His biggest area where he can improve is as a receiver. The Broncos’ running backs ranked 25th in targets last season (87), but Denver’s new head coach Nathaniel Hackett spent the last three seasons as the Green Bay Packers’ offensive coordinator, when Green Bay ranked eighth in running back targets (334). The three years before that, Hackett’s Jacksonville Jaguars ranked 11th, and in 2013-2014, Hackett’s Buffalo Bills ranked fourth.
While both Williams and Gordon can contribute to the run game, only Williams can be trusted as a receiver. Gordon’s 39.5 PFF receiving grade is the second lowest among 41 qualifying running backs in the last three seasons. Williams was average last season.
If the former Tar Heel can jump to top 10 in targets among running backs while receiving a majority of Denver’s carries, he will be a top-10 fantasy back. If he gets closer to the 70-30 split, he has a chance to be the top running back in all of fantasy football.
WR DJ Moore, Carolina Panthers (ADP: 3.08)
The Panthers’ wide receiver has been extremely consistent in fantasy football over the last three seasons, gaining between 1157-1175 receiving yards and exactly four receiving touchdowns each of the last three seasons. This has been incredible considering that the Panthers passers have a combined 51.6 PFF passing grade over that time — the lowest for any team. His 129 uncatchable targets over that span are the most among wide receivers.
Despite the quarterback play, his 84.3 PFF receiving ranks 18th among wide receivers. As much as we try to separate quarterback play and wide receiver play with PFF’s grades, a wide receiver still isn’t able to do anything if the passes thrown their way aren’t catchable.
Life should be a lot easier for Moore with Baker Mayfield as his quarterback. The change should help Moore in all aspects but particularly on deep passes, as Moore gained 681 receiving yards on deep passes over 2019 and 2020 but only 213 last year with Sam Darnold that quarterback. Moore is going from the least accurate deep passer to one of the most accurate, which should mean several more big plays.
The one area where Moore can improve is as an end zone threat. He’s been the clear target among Panthers receivers in the end zone, posting 19 end-zone targets over the past two seasons.
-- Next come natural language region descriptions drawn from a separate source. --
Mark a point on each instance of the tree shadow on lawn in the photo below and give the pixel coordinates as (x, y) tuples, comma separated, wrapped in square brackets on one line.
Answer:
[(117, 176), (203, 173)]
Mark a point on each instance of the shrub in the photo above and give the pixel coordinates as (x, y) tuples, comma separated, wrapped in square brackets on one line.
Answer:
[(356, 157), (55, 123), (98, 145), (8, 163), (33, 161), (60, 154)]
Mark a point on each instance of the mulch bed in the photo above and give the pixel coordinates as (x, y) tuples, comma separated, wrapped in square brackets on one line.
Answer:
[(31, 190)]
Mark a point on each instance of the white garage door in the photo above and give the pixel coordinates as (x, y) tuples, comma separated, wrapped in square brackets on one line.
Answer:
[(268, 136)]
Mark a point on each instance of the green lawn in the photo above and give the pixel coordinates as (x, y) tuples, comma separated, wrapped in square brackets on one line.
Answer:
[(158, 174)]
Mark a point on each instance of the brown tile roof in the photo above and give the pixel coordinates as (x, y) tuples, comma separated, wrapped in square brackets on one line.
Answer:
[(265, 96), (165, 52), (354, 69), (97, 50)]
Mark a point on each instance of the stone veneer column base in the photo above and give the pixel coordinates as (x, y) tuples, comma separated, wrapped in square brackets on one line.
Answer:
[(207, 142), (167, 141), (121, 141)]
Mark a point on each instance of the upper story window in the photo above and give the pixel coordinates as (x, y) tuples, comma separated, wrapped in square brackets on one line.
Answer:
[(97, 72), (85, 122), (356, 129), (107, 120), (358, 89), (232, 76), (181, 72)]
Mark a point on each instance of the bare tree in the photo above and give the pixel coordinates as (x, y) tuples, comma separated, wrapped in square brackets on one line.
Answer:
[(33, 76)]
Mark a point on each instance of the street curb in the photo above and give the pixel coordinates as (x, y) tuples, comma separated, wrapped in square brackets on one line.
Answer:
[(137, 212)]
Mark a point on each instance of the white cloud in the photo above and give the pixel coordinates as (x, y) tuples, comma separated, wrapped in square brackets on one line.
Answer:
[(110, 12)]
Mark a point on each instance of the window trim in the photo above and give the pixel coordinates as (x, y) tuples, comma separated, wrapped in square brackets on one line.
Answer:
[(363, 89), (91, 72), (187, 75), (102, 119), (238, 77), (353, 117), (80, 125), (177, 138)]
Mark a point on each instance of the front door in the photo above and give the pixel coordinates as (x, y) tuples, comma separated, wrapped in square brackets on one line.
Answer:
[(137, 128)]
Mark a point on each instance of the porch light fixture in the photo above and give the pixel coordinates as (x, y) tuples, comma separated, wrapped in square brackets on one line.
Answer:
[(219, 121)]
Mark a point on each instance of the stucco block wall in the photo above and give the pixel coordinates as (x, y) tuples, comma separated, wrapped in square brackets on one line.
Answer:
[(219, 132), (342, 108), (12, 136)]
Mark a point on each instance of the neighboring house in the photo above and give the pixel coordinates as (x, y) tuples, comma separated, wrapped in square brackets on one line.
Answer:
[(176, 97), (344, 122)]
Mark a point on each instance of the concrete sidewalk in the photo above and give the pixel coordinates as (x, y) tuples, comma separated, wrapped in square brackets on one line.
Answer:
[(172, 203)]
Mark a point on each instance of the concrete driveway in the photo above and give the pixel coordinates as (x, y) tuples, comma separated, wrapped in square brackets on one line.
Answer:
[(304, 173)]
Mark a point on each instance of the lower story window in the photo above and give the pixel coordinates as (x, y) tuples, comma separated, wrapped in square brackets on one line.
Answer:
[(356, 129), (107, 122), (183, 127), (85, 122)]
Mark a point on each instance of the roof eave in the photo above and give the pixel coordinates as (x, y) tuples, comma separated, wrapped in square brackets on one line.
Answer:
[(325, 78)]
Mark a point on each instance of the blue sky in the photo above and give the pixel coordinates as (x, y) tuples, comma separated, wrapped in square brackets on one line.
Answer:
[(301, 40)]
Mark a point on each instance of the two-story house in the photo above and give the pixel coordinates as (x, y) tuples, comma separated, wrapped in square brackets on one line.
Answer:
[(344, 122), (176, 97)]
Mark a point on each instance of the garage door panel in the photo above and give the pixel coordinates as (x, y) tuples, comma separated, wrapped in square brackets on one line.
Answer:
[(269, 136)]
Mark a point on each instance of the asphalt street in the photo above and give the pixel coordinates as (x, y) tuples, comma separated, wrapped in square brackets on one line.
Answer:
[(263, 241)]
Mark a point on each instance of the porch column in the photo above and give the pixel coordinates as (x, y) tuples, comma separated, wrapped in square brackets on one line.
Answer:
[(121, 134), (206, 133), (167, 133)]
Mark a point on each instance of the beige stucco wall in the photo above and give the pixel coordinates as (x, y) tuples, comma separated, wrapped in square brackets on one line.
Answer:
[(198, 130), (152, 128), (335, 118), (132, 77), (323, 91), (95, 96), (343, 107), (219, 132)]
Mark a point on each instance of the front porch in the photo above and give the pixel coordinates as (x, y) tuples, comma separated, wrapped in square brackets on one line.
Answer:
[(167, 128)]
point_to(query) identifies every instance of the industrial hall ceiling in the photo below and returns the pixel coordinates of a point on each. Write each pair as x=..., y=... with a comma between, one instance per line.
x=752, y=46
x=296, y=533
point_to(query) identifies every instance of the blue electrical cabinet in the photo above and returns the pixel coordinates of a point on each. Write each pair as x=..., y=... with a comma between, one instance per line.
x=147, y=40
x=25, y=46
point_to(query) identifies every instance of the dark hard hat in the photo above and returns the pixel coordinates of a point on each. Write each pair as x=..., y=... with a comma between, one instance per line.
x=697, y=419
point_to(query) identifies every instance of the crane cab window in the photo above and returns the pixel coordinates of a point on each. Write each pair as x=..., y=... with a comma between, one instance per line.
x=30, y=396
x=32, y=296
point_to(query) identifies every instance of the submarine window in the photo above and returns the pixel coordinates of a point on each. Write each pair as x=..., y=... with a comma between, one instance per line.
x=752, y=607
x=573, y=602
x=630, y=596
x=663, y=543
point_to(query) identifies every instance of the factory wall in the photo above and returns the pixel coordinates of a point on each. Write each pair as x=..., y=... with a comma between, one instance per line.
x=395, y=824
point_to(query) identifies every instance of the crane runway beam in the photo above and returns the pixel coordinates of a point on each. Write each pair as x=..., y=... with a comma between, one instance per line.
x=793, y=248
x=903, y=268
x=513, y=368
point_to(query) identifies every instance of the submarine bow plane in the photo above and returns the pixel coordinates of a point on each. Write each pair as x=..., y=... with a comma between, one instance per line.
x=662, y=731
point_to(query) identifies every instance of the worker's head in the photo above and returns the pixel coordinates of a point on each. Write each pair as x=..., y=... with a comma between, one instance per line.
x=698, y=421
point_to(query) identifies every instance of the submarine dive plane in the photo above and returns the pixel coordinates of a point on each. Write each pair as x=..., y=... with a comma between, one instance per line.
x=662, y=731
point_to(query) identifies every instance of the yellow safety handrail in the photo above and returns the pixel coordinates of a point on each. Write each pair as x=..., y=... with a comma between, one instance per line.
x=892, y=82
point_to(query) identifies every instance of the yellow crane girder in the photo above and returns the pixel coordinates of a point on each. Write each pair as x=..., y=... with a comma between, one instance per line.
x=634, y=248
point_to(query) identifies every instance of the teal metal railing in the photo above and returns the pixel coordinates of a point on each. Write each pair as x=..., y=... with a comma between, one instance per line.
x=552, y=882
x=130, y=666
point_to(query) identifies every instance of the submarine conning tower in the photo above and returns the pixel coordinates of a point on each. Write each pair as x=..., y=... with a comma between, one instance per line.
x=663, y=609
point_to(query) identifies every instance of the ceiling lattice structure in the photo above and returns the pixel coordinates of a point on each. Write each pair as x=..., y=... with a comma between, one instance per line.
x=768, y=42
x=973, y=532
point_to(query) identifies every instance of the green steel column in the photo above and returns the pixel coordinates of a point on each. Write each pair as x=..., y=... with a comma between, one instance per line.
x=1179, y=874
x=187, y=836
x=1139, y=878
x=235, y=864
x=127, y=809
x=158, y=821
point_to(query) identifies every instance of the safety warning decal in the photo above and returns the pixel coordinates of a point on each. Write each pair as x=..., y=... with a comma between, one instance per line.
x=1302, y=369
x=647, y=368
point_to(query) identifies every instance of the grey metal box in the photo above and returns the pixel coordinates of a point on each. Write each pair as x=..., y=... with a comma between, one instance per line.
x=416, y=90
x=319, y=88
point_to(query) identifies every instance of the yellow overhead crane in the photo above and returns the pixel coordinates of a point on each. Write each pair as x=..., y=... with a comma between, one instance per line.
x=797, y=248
Unfortunately, he’s only been able to catch four of those passes, as 10 of those passes were deemed uncatchable. Carolina has only thrown 47 passes in the end zone in that time, ranking second worst. Better passes will help, but an increased volume will help even more. Mayfield at quarterback in addition to a healthy Christian McCaffrey and an improved offensive line should all lead to more trips into the end zone.
Moore is at the tea age where wide receivers should be peakingand he should finally have a quarterback who can finally unleash his potential.